The best solution is to find a job that will base you somewhere that you'd like to live, or at least wouldn't mind. Of course, for someone working their way up to the majors, this will entail a number of major moves over the years.
For as much research that's been done into pilot fatigue, and all the accidents that happened because the pilots did sometime dumb while they were tired, the world of aviation has yet to take fatigue seriously. The FAA regulations for airline pilots are pretty lenient. You can be given as few as 8 hours of rest, including time spent in transportation to and from the hotel, and follow that up with 16 hours of duty and 8 hours of flying. That's about 5 hours of sleep to do 16 hours of work on. Some union contracts contain better rest rules or fatigue provisions, but few airlines have done anything on their own to reduce the problem. The general response tends to be that it is the crewmember's duty to ensure they are properly rested.
Outside of the airlines, rest rules are even more relaxed, but most jobs have working conditions that are more conducive to better rest. If you are someone who needs a lot of sleep to function properly, it behooves you to do some thorough research before accepting any flying job.
There are a lot of overweight pilots flying around. It's not exactly an active job - you're basically doing nothing but sitting for hours on end. The most exercise you'll get while working is the aircraft walkaround between flights. Heck, sometimes I offer to do the walkaround for the captain just so I can stretch my legs. Back when I was a freight dog it wasn't so bad, because I'd be loading and unloading the airplane between legs.

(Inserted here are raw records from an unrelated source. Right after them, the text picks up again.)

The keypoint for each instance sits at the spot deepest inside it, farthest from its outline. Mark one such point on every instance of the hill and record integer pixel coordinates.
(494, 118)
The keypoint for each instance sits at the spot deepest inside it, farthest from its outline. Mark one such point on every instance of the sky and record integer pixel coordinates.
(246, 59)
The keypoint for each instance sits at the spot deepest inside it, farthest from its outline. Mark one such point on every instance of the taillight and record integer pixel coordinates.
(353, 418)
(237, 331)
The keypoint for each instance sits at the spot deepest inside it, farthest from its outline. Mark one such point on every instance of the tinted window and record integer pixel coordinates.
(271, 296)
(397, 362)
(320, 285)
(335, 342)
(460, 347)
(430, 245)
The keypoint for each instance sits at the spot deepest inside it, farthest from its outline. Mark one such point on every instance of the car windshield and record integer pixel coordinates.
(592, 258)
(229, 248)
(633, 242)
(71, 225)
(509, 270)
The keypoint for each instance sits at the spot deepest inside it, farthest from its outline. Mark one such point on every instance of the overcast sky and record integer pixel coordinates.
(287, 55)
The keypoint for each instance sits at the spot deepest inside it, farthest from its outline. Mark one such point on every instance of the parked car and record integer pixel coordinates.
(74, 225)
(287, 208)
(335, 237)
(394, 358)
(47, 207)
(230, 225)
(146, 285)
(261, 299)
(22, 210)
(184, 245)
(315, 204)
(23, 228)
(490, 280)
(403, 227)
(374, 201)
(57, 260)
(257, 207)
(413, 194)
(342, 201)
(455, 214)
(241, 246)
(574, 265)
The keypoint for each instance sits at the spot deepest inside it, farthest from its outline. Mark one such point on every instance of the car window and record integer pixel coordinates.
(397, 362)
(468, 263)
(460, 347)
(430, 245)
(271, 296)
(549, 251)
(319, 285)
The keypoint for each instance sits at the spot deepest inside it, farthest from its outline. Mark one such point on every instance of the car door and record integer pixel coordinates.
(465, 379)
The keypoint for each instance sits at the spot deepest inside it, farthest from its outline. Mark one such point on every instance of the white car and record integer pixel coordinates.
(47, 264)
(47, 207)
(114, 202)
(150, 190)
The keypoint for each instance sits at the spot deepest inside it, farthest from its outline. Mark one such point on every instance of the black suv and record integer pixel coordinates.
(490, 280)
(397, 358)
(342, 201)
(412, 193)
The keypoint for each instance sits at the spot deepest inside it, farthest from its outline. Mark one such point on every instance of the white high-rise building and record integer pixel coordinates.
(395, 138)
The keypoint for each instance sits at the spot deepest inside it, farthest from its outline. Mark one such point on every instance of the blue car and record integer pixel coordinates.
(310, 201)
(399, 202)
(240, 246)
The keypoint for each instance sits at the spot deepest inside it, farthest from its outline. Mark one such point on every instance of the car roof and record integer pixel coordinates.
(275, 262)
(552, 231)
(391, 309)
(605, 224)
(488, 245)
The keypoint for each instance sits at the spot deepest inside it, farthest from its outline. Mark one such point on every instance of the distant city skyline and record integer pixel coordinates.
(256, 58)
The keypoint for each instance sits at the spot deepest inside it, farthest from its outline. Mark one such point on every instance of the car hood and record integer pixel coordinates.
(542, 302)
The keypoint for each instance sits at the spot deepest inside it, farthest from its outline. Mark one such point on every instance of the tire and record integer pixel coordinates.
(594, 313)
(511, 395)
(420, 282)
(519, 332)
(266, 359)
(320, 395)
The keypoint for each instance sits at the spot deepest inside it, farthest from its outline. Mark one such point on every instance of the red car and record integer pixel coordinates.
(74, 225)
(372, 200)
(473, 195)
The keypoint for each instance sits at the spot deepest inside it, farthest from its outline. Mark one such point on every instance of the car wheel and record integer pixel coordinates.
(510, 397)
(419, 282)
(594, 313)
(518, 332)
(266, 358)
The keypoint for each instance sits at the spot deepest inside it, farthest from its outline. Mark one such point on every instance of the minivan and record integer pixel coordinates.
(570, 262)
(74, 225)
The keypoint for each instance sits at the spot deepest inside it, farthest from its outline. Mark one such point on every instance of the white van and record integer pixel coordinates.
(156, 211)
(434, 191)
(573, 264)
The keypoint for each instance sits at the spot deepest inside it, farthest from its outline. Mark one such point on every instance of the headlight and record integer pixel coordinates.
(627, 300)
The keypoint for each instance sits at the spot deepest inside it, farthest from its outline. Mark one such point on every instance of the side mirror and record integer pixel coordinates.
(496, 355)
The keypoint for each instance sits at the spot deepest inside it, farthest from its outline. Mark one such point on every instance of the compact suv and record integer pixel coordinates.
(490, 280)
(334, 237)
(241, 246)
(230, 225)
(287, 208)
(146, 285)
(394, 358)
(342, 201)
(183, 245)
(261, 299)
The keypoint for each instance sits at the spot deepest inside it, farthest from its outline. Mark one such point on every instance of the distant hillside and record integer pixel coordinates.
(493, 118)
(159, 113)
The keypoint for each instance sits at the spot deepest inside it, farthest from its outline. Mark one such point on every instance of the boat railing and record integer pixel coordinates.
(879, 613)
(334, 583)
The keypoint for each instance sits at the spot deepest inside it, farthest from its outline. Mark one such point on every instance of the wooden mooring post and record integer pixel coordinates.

Another problem is the poor eating habits of many pilots. As a CFI, I tended to grab lunch and/or dinner out of vending machines and scarf it down between students. Many airline pilots eat the same sort of stuff, either in the form of crew meals or onboard snacks. At Horizon, we don't have crew meals cooked on board the planes - we have dispensers in the crew rooms, along with microwaves. Typical is the Sausage Breakfast Burrito, which contains over 1000 calories and over 400% the daily recommended saturated fat! Marginally better food can often be purchased in the terminal, but there's usually not enough time on 30 minute turns.
Many crewmembers pack their own lunches, at least for the first several days of a trip. Several captains I fly with make their own healthy trail mix to snack on during flights. I try to keep the inflight snacks to a minimum unless it's something relatively healthy like dried plums.
On the exercise end of things, there's not much you can do about being inactive at work, but you can attempt to be active at the layover. Most crew hotels have fitness centers with treadmills, stationary bikes, and weight machines. Many have pools that one can attempt to swim laps in while avoiding cannonballing children. A good run or long walk is a good alternative depending on the weather. This summer when I spend a lot of time in Helena, I did quite a bit of hiking and exploring the mountains outside of town.
Besides poor nutrition and lack of exercise, the above-mentioned lack of rest has a way of catching up to you, with it's own detrimental health effects. Also, for pilots flying at high altitude, UV ray exposure is a legitimate health concern. Studies are somewhat inconclusive, but tend to point towards a higher rate of skin cancer in airline pilots than other professions.